And then, in a recent X book that Peter David specifically asked me NOT to talk about on the internet something not-quite-but-close-enough-to-count-dead happens to something that may or may not be a baby.

And then in the last issue of Dark Tower: Treachery (Uh…also written by Peter David…hmm…) there is a full splash page of a dead fetus that they then describe as having been “Licked clean” in front of its Father.

And being a person who fixates on trends and genre shifts, I’m starting to wonder when and why the impetus to kill a baby became a recurring plot device.
I’d like to point out, I’m not against this per-se. I think that anything that tells the story the way the writer means to tell it is fair game, and if regular non-comic book literature has no restrictions, comics shouldn’t either.

But this is a bit odd. We’re talking about a storytelling trend that has been exhibited in DC, Marvel, Image, and Avatar, and those are only the one’s that I know about. So it isn’t limited by publisher or distribution. Also the spread of writers who’ve used this technique ranges from established vets like Garth Ennis and Peter David to relative newcomers like Jason Aaron and Robert Kirkman (although I really don’t know if it’s fair to put Kirkman in that slot anymore). So it isn’t as if this is a technique only used by a certain vintage of writer. Even more than that, this is a trend that’s crossed through the  fantasy, horror, superhero, and crime genres, so it isn’t even really genre specific.

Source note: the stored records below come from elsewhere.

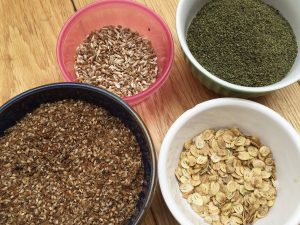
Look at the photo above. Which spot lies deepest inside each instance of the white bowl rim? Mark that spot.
(181, 120)
(181, 36)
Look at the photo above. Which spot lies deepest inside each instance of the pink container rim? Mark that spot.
(163, 76)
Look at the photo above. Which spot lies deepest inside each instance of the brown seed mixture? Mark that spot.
(116, 59)
(227, 177)
(69, 162)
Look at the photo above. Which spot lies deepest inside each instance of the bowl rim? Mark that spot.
(181, 120)
(123, 104)
(264, 89)
(169, 62)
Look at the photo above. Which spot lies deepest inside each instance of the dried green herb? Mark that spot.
(245, 42)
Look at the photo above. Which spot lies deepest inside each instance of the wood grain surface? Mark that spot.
(29, 30)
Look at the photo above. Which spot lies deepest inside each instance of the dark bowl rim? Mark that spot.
(118, 100)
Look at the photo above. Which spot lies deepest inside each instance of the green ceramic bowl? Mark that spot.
(186, 10)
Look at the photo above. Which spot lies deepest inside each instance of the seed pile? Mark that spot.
(227, 177)
(116, 59)
(245, 42)
(69, 162)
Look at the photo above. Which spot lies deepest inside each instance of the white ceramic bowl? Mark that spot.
(251, 118)
(186, 11)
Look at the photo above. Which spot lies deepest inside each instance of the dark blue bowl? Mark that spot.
(16, 108)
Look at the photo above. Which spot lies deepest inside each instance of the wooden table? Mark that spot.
(29, 29)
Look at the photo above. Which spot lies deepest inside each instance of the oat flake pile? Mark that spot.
(117, 59)
(69, 162)
(227, 178)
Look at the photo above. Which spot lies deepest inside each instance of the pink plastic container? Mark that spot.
(126, 13)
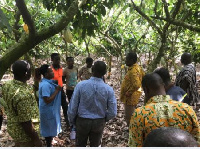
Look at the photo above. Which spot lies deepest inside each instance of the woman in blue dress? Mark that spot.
(49, 105)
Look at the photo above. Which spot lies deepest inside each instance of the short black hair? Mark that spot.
(152, 80)
(54, 55)
(43, 69)
(186, 58)
(89, 60)
(169, 137)
(69, 57)
(133, 56)
(20, 68)
(99, 68)
(164, 74)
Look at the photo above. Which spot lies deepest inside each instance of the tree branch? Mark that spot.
(26, 16)
(166, 9)
(26, 43)
(146, 17)
(177, 8)
(180, 23)
(155, 8)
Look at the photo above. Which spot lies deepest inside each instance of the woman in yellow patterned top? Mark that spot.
(21, 107)
(131, 85)
(160, 111)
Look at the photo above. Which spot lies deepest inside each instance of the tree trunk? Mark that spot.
(27, 43)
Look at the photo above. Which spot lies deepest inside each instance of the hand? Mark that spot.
(37, 143)
(59, 88)
(128, 94)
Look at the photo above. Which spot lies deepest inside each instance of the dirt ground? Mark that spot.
(115, 133)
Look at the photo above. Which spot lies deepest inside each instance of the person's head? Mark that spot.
(152, 85)
(70, 62)
(186, 58)
(169, 137)
(99, 69)
(55, 58)
(131, 58)
(89, 62)
(21, 70)
(46, 71)
(164, 74)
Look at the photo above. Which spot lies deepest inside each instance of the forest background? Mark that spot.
(159, 31)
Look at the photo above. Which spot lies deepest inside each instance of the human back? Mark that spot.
(160, 111)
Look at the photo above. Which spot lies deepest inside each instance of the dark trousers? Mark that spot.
(1, 120)
(69, 94)
(64, 105)
(89, 128)
(48, 141)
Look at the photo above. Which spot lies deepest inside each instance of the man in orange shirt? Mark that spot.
(58, 74)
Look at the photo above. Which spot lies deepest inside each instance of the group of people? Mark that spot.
(166, 104)
(91, 103)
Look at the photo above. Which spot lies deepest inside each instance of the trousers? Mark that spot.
(89, 128)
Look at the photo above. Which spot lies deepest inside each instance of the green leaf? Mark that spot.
(4, 21)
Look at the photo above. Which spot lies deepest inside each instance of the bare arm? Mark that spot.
(52, 97)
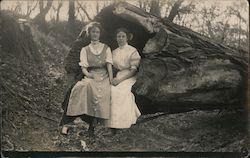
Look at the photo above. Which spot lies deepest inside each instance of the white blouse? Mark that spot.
(96, 48)
(126, 57)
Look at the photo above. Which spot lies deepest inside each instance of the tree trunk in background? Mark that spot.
(40, 18)
(174, 11)
(71, 17)
(180, 70)
(155, 8)
(58, 10)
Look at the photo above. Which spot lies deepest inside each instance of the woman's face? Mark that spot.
(95, 34)
(121, 38)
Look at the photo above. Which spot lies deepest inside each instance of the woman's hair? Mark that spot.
(92, 25)
(126, 31)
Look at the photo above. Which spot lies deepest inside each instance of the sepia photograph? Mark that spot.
(149, 77)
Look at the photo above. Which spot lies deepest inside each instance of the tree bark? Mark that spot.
(180, 70)
(175, 10)
(40, 17)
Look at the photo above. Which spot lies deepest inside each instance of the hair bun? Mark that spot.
(130, 36)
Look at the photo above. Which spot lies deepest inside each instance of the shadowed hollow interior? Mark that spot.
(111, 22)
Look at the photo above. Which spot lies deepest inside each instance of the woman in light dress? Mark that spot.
(91, 95)
(126, 59)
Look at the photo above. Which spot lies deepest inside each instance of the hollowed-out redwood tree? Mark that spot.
(180, 70)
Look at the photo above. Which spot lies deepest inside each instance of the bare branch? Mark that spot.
(30, 10)
(83, 8)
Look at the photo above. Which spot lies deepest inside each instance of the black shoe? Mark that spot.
(114, 131)
(91, 131)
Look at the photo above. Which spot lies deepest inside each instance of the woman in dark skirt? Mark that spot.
(90, 97)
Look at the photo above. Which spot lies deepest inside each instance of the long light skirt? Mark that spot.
(124, 111)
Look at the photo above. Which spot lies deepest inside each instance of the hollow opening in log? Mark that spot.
(111, 22)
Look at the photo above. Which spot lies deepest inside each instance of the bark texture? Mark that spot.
(181, 70)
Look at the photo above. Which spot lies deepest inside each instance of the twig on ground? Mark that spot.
(45, 117)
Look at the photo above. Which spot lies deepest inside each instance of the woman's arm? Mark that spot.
(86, 73)
(130, 74)
(110, 72)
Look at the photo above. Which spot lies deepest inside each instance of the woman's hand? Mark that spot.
(115, 81)
(89, 75)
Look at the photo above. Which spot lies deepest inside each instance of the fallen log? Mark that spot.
(180, 70)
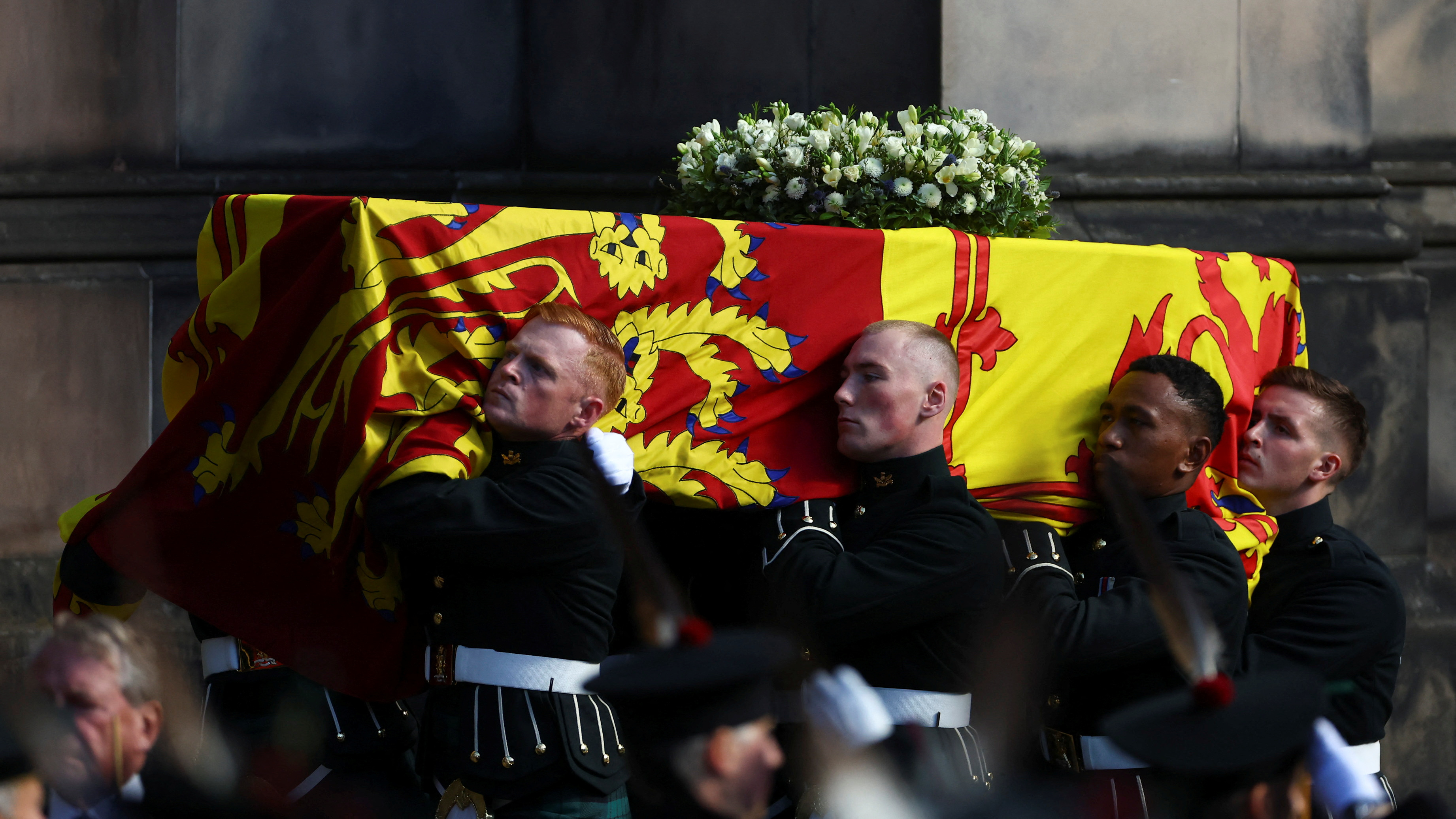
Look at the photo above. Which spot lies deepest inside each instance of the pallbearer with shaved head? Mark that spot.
(894, 579)
(1160, 423)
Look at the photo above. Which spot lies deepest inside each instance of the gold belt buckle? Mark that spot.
(1064, 749)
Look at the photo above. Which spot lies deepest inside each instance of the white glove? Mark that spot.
(845, 709)
(613, 457)
(1334, 780)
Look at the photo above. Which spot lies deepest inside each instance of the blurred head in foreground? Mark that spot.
(698, 723)
(1238, 761)
(101, 678)
(900, 379)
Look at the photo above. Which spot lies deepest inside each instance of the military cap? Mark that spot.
(695, 687)
(1267, 721)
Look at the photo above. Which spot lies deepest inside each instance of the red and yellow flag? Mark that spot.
(344, 343)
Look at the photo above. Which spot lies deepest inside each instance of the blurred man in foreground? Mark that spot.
(896, 579)
(516, 576)
(701, 725)
(1324, 600)
(1160, 423)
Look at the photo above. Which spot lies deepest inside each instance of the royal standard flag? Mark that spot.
(344, 343)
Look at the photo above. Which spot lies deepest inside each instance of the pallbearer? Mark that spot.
(1160, 423)
(894, 579)
(515, 576)
(1324, 598)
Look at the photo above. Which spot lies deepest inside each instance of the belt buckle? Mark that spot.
(1064, 749)
(442, 665)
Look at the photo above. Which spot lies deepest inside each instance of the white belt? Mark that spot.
(1101, 754)
(488, 666)
(219, 655)
(1364, 758)
(907, 707)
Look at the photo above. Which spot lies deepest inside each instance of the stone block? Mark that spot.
(76, 343)
(1413, 60)
(88, 83)
(350, 83)
(1122, 83)
(1368, 328)
(1304, 85)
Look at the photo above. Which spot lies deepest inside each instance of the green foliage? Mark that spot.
(941, 168)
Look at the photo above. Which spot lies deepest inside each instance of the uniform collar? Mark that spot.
(510, 457)
(1164, 508)
(885, 477)
(1304, 524)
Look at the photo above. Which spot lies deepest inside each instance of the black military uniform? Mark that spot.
(308, 744)
(1327, 602)
(1104, 637)
(669, 696)
(896, 581)
(516, 562)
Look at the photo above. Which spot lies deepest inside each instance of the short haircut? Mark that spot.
(605, 363)
(1347, 416)
(117, 645)
(1194, 385)
(926, 344)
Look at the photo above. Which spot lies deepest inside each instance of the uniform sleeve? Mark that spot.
(539, 518)
(1120, 626)
(1337, 626)
(931, 564)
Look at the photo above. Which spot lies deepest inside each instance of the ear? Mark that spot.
(721, 751)
(1199, 452)
(1326, 468)
(937, 400)
(151, 716)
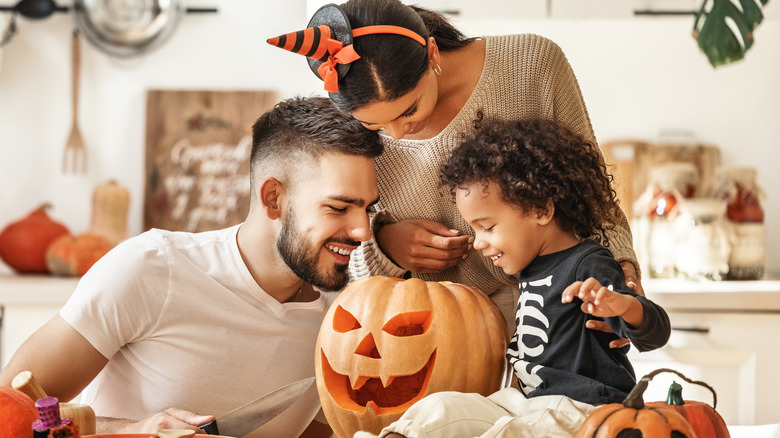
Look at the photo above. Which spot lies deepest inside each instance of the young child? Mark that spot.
(538, 196)
(539, 200)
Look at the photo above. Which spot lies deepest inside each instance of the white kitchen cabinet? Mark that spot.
(26, 303)
(726, 334)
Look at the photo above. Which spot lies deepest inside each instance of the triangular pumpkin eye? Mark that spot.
(343, 321)
(409, 323)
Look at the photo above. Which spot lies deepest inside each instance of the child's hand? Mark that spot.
(597, 300)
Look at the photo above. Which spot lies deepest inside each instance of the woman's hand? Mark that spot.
(171, 418)
(632, 281)
(421, 245)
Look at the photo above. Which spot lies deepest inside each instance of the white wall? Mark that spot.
(638, 76)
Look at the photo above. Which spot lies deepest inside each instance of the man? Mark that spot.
(209, 321)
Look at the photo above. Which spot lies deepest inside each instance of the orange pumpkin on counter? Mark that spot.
(17, 413)
(635, 419)
(23, 243)
(385, 343)
(703, 418)
(71, 255)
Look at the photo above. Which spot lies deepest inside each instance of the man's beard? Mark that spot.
(303, 260)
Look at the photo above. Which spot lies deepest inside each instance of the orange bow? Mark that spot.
(338, 54)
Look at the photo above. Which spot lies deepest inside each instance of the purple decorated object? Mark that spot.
(49, 411)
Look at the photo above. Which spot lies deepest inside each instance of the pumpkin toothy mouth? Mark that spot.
(400, 392)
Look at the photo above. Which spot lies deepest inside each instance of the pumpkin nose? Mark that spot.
(367, 347)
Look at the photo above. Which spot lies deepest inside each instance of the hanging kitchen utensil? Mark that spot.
(35, 8)
(75, 158)
(126, 28)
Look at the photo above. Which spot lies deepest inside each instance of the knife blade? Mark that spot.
(248, 417)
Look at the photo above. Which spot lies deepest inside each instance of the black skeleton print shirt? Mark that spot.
(552, 352)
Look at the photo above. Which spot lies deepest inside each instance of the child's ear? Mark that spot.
(544, 218)
(271, 196)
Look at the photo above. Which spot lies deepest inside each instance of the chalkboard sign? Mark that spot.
(197, 157)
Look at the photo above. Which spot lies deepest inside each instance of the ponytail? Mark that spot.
(446, 35)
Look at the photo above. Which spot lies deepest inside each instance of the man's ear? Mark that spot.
(271, 196)
(544, 218)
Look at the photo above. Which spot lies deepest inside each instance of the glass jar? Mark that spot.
(737, 187)
(703, 240)
(656, 210)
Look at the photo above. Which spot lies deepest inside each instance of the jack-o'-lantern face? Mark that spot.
(386, 343)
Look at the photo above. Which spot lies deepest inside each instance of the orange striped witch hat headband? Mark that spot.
(327, 43)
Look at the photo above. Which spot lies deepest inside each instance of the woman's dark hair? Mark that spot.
(535, 161)
(390, 65)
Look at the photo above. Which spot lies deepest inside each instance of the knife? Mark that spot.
(246, 418)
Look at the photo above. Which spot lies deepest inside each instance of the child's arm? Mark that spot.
(599, 301)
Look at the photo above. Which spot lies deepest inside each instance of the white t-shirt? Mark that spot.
(185, 325)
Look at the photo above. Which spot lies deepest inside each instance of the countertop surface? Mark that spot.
(760, 296)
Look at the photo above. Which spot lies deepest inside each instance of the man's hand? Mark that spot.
(421, 245)
(171, 418)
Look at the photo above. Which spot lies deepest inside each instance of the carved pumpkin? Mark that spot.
(17, 413)
(385, 343)
(73, 255)
(703, 418)
(23, 243)
(634, 419)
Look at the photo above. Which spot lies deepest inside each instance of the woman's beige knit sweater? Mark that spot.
(524, 76)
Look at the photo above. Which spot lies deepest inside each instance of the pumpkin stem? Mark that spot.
(635, 399)
(652, 374)
(675, 395)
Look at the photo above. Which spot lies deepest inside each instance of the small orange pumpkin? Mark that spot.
(71, 255)
(703, 418)
(17, 413)
(23, 243)
(385, 343)
(634, 419)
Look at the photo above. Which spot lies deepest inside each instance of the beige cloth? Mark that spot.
(504, 414)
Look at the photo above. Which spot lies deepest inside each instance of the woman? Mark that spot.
(424, 89)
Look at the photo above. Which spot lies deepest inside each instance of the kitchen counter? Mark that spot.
(758, 296)
(33, 290)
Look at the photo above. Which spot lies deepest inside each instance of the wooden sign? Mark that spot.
(198, 145)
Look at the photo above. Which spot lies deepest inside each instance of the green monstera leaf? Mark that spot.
(725, 32)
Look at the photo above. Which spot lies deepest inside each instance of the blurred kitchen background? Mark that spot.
(643, 78)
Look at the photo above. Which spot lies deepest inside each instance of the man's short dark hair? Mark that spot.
(297, 131)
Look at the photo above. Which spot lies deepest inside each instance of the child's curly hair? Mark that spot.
(535, 161)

Looking back I can’t recall older examples of Dead Baby. My rear view mirror with comics isn’t as extensive  as some, but I don’t particularly remember them killing off the spider baby on panel. I’m wondering where this comes from, is it something trending culturally where the only type of violence that can impact us anymore is that against children, and even more “innocent” than children: babies? And if that’s the case and this keeps happening will even this impact be lost eventually causing us to go full circle and come back to killing…I don’t know…Grannies?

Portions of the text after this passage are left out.